WASHINGTON —- The National Zoo’s new baby pandas are doing well, the zoo says, but Sunday was “a challenging night” for the team taking care of them.

The zoo is alternating the cubs between nursing and spending time with their mother, Mei Xiang, and bottle-feeding them and keeping them warm in an incubator. But when it was time for the 11 p.m. Sunday switch-over, Mei Xiang wouldn’t put down the cub she was holding — the larger of the two.

The zoo’s staff took care of the smaller cub through the night, switching from bottle feeding to tube feeding when they were concerned the smaller cub wasn’t getting enough.

” We want both cubs to get an equal amount of mommy time and equal amount of nutrition. Moms are the best. So we want each cub to have the best opportunity to thrive with mom, but on a rotating basis,” says zoo Director Dennis Kelly.

Giant pandas give birth to twins approximately 50 percent of the time. But in the wild, there is evidence that only one typically survives.

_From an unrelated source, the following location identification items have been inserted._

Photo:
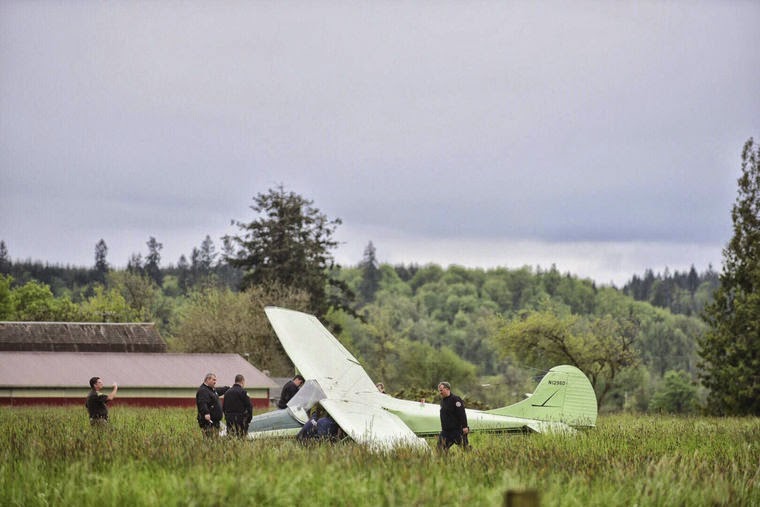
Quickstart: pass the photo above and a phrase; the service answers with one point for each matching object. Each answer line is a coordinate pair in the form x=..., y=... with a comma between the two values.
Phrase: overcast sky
x=603, y=137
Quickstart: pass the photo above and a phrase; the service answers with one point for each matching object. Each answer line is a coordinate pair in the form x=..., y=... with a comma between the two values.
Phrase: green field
x=51, y=456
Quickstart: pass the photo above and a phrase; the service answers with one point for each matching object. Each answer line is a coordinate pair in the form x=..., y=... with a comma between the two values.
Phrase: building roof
x=81, y=337
x=74, y=369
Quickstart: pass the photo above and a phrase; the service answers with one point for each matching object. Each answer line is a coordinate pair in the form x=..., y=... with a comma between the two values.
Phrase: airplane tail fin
x=563, y=395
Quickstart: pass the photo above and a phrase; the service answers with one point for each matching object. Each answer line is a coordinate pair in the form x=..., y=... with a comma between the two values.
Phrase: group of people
x=238, y=410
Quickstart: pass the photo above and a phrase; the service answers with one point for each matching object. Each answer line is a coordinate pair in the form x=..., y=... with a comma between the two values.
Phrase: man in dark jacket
x=209, y=406
x=238, y=410
x=96, y=401
x=454, y=428
x=289, y=390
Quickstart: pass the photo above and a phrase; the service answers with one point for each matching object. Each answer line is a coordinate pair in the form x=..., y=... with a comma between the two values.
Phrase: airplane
x=563, y=401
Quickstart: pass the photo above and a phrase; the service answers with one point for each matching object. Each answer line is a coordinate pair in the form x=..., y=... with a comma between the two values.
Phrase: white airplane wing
x=351, y=397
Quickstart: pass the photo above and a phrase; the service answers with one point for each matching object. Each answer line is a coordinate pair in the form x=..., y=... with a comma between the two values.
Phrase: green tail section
x=563, y=395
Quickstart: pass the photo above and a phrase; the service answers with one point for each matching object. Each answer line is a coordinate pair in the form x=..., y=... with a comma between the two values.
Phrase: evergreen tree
x=730, y=350
x=370, y=274
x=288, y=243
x=101, y=265
x=5, y=260
x=153, y=261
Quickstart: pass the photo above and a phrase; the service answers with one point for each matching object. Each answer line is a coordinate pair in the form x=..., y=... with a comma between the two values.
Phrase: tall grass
x=158, y=457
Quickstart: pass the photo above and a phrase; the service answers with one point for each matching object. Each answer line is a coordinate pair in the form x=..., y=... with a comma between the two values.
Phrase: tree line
x=679, y=342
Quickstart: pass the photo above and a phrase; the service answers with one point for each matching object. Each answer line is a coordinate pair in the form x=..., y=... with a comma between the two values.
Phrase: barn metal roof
x=81, y=337
x=74, y=369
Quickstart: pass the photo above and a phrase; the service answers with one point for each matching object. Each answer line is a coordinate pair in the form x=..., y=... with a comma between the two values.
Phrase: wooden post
x=521, y=498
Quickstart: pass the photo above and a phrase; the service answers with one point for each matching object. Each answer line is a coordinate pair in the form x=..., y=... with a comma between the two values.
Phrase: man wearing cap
x=454, y=428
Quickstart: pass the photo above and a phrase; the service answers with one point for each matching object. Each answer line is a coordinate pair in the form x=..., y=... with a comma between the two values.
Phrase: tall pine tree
x=730, y=350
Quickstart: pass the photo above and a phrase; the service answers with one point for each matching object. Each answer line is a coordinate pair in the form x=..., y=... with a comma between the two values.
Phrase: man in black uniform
x=209, y=406
x=238, y=410
x=454, y=428
x=289, y=390
x=96, y=401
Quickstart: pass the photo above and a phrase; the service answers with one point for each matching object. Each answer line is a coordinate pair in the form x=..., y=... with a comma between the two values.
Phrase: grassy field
x=51, y=456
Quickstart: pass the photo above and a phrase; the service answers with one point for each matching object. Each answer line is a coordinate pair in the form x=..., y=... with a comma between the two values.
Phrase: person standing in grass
x=209, y=406
x=96, y=401
x=238, y=410
x=289, y=390
x=454, y=428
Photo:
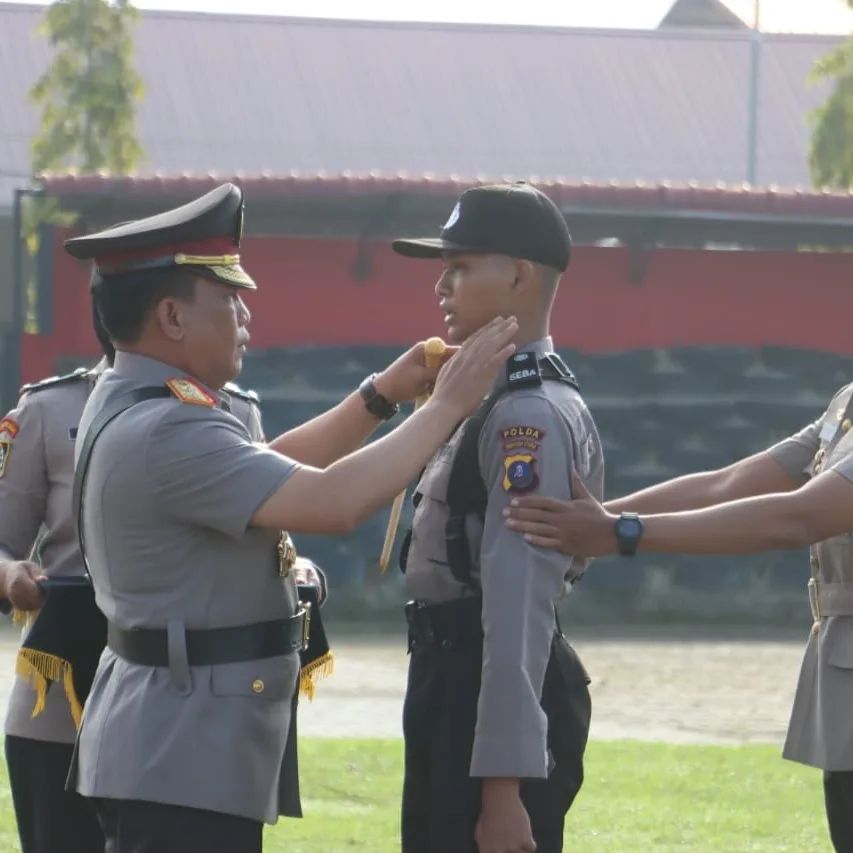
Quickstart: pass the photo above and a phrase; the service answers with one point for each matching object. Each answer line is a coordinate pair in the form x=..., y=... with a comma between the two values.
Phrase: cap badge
x=454, y=216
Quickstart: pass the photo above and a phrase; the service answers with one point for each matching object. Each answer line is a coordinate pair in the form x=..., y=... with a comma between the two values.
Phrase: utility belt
x=210, y=646
x=448, y=625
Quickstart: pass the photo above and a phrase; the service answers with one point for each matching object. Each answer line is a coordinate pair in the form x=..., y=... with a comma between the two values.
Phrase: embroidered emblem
x=521, y=438
x=9, y=427
x=520, y=473
x=454, y=216
x=189, y=391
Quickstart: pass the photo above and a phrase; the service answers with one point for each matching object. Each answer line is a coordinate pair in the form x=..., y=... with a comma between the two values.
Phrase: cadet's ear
x=169, y=317
x=525, y=274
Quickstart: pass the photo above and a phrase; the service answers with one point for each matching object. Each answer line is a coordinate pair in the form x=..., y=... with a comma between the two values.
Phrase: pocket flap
x=272, y=679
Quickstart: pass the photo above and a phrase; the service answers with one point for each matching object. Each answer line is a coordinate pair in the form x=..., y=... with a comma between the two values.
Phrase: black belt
x=446, y=625
x=210, y=646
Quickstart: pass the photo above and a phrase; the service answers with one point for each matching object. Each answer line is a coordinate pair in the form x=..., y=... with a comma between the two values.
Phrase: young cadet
x=497, y=709
x=184, y=743
x=798, y=492
x=36, y=473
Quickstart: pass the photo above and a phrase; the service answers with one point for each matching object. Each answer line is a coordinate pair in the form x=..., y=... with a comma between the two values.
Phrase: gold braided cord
x=39, y=668
x=318, y=669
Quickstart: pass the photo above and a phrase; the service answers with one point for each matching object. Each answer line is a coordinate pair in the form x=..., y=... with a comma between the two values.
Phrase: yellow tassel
x=309, y=676
x=37, y=668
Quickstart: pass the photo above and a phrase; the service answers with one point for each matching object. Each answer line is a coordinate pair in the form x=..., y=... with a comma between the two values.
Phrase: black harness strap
x=104, y=417
x=466, y=491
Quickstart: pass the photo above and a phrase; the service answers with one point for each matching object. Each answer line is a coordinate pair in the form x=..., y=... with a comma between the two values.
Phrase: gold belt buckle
x=286, y=554
x=306, y=623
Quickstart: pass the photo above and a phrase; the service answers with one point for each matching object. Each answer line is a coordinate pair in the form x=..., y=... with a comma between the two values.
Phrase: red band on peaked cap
x=210, y=246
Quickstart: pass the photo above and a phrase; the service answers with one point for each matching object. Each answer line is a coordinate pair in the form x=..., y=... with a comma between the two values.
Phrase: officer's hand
x=580, y=527
x=307, y=573
x=467, y=377
x=19, y=581
x=503, y=825
x=409, y=377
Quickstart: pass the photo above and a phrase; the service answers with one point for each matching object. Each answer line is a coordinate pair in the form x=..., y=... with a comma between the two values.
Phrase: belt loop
x=179, y=667
x=814, y=603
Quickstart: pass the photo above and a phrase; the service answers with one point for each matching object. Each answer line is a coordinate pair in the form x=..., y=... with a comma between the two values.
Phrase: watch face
x=630, y=528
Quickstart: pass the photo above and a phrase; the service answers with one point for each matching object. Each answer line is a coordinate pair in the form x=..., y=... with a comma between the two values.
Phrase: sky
x=824, y=16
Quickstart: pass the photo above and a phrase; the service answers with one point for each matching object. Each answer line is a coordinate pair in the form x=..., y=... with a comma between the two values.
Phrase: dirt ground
x=651, y=685
x=672, y=685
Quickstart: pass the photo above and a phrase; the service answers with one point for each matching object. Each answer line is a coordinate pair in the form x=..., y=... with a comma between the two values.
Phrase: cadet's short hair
x=124, y=305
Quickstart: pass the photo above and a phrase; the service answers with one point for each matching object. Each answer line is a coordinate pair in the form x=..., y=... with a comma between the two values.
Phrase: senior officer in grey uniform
x=796, y=493
x=36, y=472
x=497, y=708
x=183, y=744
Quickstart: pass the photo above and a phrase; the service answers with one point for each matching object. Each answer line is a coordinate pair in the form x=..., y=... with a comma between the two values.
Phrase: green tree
x=88, y=94
x=831, y=153
x=87, y=97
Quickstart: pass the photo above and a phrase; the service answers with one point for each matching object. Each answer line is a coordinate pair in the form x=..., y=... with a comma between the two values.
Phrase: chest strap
x=466, y=491
x=101, y=420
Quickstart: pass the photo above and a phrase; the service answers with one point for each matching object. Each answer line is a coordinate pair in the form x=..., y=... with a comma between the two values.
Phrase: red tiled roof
x=585, y=195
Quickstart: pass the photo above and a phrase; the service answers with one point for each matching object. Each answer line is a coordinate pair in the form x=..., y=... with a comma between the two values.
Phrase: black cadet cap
x=503, y=219
x=202, y=236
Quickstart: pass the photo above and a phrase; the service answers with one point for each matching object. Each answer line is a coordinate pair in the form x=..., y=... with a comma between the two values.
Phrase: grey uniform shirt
x=820, y=732
x=170, y=491
x=35, y=508
x=530, y=443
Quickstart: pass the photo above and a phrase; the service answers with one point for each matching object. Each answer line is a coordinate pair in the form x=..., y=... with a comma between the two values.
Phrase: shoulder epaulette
x=53, y=381
x=236, y=391
x=189, y=391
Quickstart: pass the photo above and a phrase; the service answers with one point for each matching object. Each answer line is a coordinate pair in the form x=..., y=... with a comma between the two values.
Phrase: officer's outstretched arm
x=339, y=498
x=339, y=431
x=756, y=475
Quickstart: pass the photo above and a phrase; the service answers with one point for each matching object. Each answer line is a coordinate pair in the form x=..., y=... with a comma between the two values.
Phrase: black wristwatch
x=629, y=530
x=378, y=406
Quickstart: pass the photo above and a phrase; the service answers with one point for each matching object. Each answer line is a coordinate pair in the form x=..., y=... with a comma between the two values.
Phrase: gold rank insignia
x=5, y=450
x=286, y=554
x=189, y=391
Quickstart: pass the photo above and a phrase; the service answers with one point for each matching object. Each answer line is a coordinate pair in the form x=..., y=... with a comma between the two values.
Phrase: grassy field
x=637, y=797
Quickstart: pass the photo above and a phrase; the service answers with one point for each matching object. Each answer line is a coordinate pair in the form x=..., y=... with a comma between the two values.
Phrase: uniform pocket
x=270, y=679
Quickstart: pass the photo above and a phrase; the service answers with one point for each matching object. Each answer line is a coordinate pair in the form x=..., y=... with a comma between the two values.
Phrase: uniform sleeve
x=250, y=416
x=23, y=477
x=795, y=454
x=206, y=471
x=525, y=448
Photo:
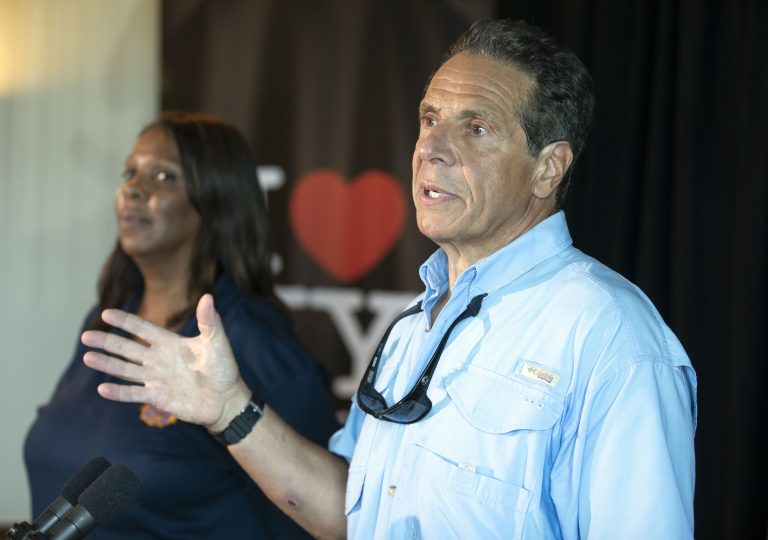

Giant panda mothers, which live off bamboo, don’t have the nutritional resources to support two cubs, which will grow from 4 ounces at birth to more than 100 pounds within the first year of life, Kelly says.

Scientists speculate that mother pandas choose to raise just one cub, he says.

Swapping the cubs will allow Mei Xiang to care for both twins, Kelly says, but with the help of modern veterinary techniques like incubators and special panda cub formula, which is made of human baby formula, water and puppy formula.

“We do know she’s a good mom. And when presented with a cub, she does her best to take care of it,” he says.

Zoo veterinarians will be watching to see if the cubs gain weight, maintain a normal temperature and vocalize — all signs of a healthy cub, Kelly says.

Although one of the cubs was a third larger than the other, they are both considered to fall with in a healthy weight range, he says.

“They are tiny and they’re fragile. It’s a very risky time for us here at the National Zoo as we try and raise these twins,” Kelly says.

Roughly 1,800 pandas remain on the planet and about 350 of those are in human care. Future generations of pandas being raised in captivity could one day be reintroduced to the wild to help preserve the species, he says.

DNA analysis will be conducted in the next few weeks to determine each cub’s gender and father.